LES GRANDES FAMILLES DE NINJA 


Contrairement aux espions classiques qui choisissaient cette voie par vocation ou bien encore au gré des circonstances, les ninjas l’étaient pour ainsi dire de naissance. Il existait en effet des familles de ninja où les enfants étaient éduqués aux arts shinobis dès le plus jeune âge. On retiendra par exemple les deux plus grandes familles ninja qu’étaient les clans Koga et Iga, réputés comme des familles rivales obéissant chacune à un seigneur différent.

La hiérarchie des Jônin, Chuunin et Genin utilisée dans le manga Naruto – qui relate une version fictive et délibérément romancée des ninjas – reposait alors sur un réel ordre hiérarchique instauré par ces familles.


L'OPOSITION DU SAMURAI ET DU NINJA 


Le samouraï, parce qu’il répond au code du Bushidô, est astreint à un code de l’honneur très strict dont il ne doit enfreindre aucune règle. Ces règles, inhérentes à la fierté pour beaucoup, proscrivaient les coups bas et les mesquineries. Pour un samouraï, la fin ne justifiait en aucun cas les moyens.

Aussi, les ninjas, eux, contrairement aux samouraïs, ne considéraient pas la mort comme un honneur, mais justement comme un déshonneur puisqu’ils ne pouvaient plus être utiles à leur maître. Le fait que les fictions aient si souvent opposé les ninjas et les samouraïs tient au fait que leur paradigme était alors antagoniste l’un à l’autre.

 

combat ninja japonais


Toutefois, dans les faits, les confrontations entre les deux ordres n’étaient que très rares voire inexistants. Un samouraï et un ninja qui obéissaient à un même maître travaillaient finalement de concert, chacun s’occupant de la tâche qui lui incombait. Toutefois, l’ordre des samouraïs, qui se voulait alors la noblesse militaire de l’époque, méprisait la caste des shinobis qui ne respectait aucun code de l’honneur.

Aujourd’hui, les ninjas ne sont plus que des légendes très lointaines.
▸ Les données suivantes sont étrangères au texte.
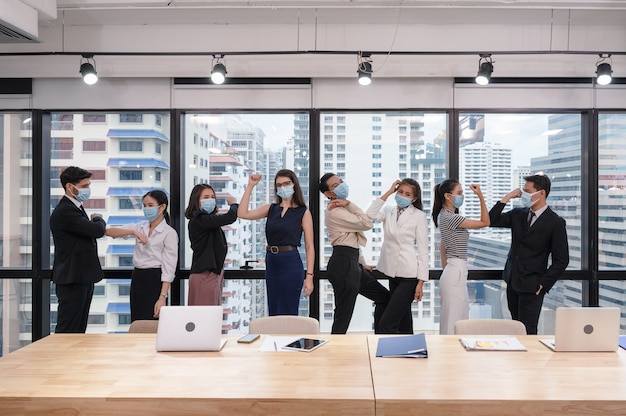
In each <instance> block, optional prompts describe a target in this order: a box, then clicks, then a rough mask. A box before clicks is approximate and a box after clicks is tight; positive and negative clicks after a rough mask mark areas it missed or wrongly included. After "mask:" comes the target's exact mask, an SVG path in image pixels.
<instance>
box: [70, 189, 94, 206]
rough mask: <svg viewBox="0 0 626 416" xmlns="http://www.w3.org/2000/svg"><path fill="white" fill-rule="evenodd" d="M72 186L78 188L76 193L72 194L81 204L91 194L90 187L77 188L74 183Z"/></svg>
mask: <svg viewBox="0 0 626 416" xmlns="http://www.w3.org/2000/svg"><path fill="white" fill-rule="evenodd" d="M72 186H73V187H74V188H76V189H77V190H78V195H74V198H76V200H77V201H78V202H80V203H81V204H82V203H83V202H85V201H86V200H88V199H89V197H90V196H91V189H89V188H77V187H76V186H75V185H72Z"/></svg>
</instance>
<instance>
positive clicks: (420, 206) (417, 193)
mask: <svg viewBox="0 0 626 416" xmlns="http://www.w3.org/2000/svg"><path fill="white" fill-rule="evenodd" d="M400 185H408V186H412V187H413V195H415V201H413V206H414V207H415V208H417V209H419V210H420V211H424V204H423V203H422V188H421V187H420V184H419V183H418V182H417V181H416V180H415V179H413V178H404V179H402V181H401V182H400Z"/></svg>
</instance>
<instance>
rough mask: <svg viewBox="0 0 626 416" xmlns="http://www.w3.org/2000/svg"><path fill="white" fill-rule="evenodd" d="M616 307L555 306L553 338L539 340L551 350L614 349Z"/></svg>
mask: <svg viewBox="0 0 626 416" xmlns="http://www.w3.org/2000/svg"><path fill="white" fill-rule="evenodd" d="M619 320H620V309H619V308H564V307H560V308H557V309H556V324H555V330H554V334H555V336H554V339H540V340H539V341H541V342H542V343H543V344H544V345H546V346H547V347H548V348H550V349H552V350H554V351H600V352H601V351H616V350H617V348H618V345H619Z"/></svg>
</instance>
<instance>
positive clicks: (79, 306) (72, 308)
mask: <svg viewBox="0 0 626 416" xmlns="http://www.w3.org/2000/svg"><path fill="white" fill-rule="evenodd" d="M56 293H57V298H58V299H59V306H58V308H57V326H56V328H55V330H54V332H55V333H57V334H61V333H72V334H81V333H82V334H84V333H85V331H86V330H87V322H88V319H89V307H90V306H91V298H93V283H72V284H68V285H56Z"/></svg>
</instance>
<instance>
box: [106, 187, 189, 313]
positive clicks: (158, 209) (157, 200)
mask: <svg viewBox="0 0 626 416" xmlns="http://www.w3.org/2000/svg"><path fill="white" fill-rule="evenodd" d="M167 206H168V201H167V195H166V194H165V192H163V191H159V190H153V191H150V192H148V193H147V194H145V195H144V196H143V213H144V216H145V217H146V221H141V222H139V223H136V224H128V225H126V226H124V228H108V229H107V230H106V232H105V235H108V236H109V237H126V236H130V235H134V236H135V237H136V238H137V242H138V243H139V244H135V251H134V252H133V266H135V269H134V270H133V273H132V275H131V283H130V319H131V322H132V321H135V320H140V319H157V318H158V317H159V311H160V310H161V307H162V306H163V305H165V303H166V301H167V293H168V291H169V288H170V284H171V283H172V281H173V280H174V277H175V273H176V263H177V262H178V234H176V230H174V229H173V228H172V227H171V226H170V225H169V224H170V216H169V214H168V213H167Z"/></svg>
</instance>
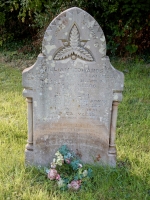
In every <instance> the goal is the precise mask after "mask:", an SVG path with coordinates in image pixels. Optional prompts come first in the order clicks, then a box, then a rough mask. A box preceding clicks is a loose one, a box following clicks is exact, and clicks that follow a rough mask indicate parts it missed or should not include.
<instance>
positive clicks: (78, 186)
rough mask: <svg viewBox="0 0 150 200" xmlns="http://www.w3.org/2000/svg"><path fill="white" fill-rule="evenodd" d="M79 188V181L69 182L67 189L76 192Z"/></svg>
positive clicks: (72, 181) (79, 185)
mask: <svg viewBox="0 0 150 200" xmlns="http://www.w3.org/2000/svg"><path fill="white" fill-rule="evenodd" d="M80 186H81V180H79V181H75V180H74V181H71V183H70V184H68V188H69V189H73V190H78V189H79V188H80Z"/></svg>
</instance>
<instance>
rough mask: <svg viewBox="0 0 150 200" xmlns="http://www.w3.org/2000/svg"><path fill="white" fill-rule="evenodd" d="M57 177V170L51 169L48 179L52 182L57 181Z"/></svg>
mask: <svg viewBox="0 0 150 200" xmlns="http://www.w3.org/2000/svg"><path fill="white" fill-rule="evenodd" d="M56 176H57V170H56V169H50V171H49V173H48V178H49V179H50V180H54V179H56Z"/></svg>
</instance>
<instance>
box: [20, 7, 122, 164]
mask: <svg viewBox="0 0 150 200" xmlns="http://www.w3.org/2000/svg"><path fill="white" fill-rule="evenodd" d="M123 82H124V76H123V74H122V73H121V72H119V71H117V70H116V69H114V68H113V66H112V65H111V63H110V61H109V58H108V57H107V56H106V42H105V36H104V33H103V31H102V29H101V28H100V26H99V24H98V23H97V22H96V21H95V19H94V18H93V17H92V16H90V15H89V14H88V13H87V12H85V11H83V10H81V9H80V8H76V7H73V8H71V9H68V10H66V11H64V12H62V13H61V14H60V15H58V16H57V17H56V18H55V19H54V20H53V21H52V22H51V23H50V25H49V26H48V28H47V30H46V32H45V35H44V39H43V44H42V53H41V54H39V56H38V58H37V61H36V63H35V64H34V65H33V66H31V67H30V68H27V69H25V70H24V71H23V87H24V91H23V95H24V97H26V98H27V102H28V143H27V145H26V150H25V159H26V164H31V165H41V166H47V165H49V164H50V162H51V161H52V159H53V157H54V154H55V152H56V151H57V150H58V149H59V148H60V146H61V145H67V146H68V147H69V148H70V150H73V151H74V152H75V153H76V154H77V155H79V156H80V158H81V160H82V161H83V162H85V163H94V162H97V163H99V164H104V165H110V166H115V165H116V147H115V130H116V121H117V107H118V103H119V102H120V101H121V100H122V91H123Z"/></svg>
Avec l’aide du progrès technique et surtout, en s’inspirant des méthodes d’espionnage des pays européens, le Japon a considérablement rénové la manière dont opéraient ses espions. Il n’est pas exclu toutefois qu’avec une tradition familiale tournant exclusivement autour de la maîtrise des arts du shinobi, les espions japonais aient hérité de quelques méthodes d’espionnage typiquement japonais dans le cadre de leur métier.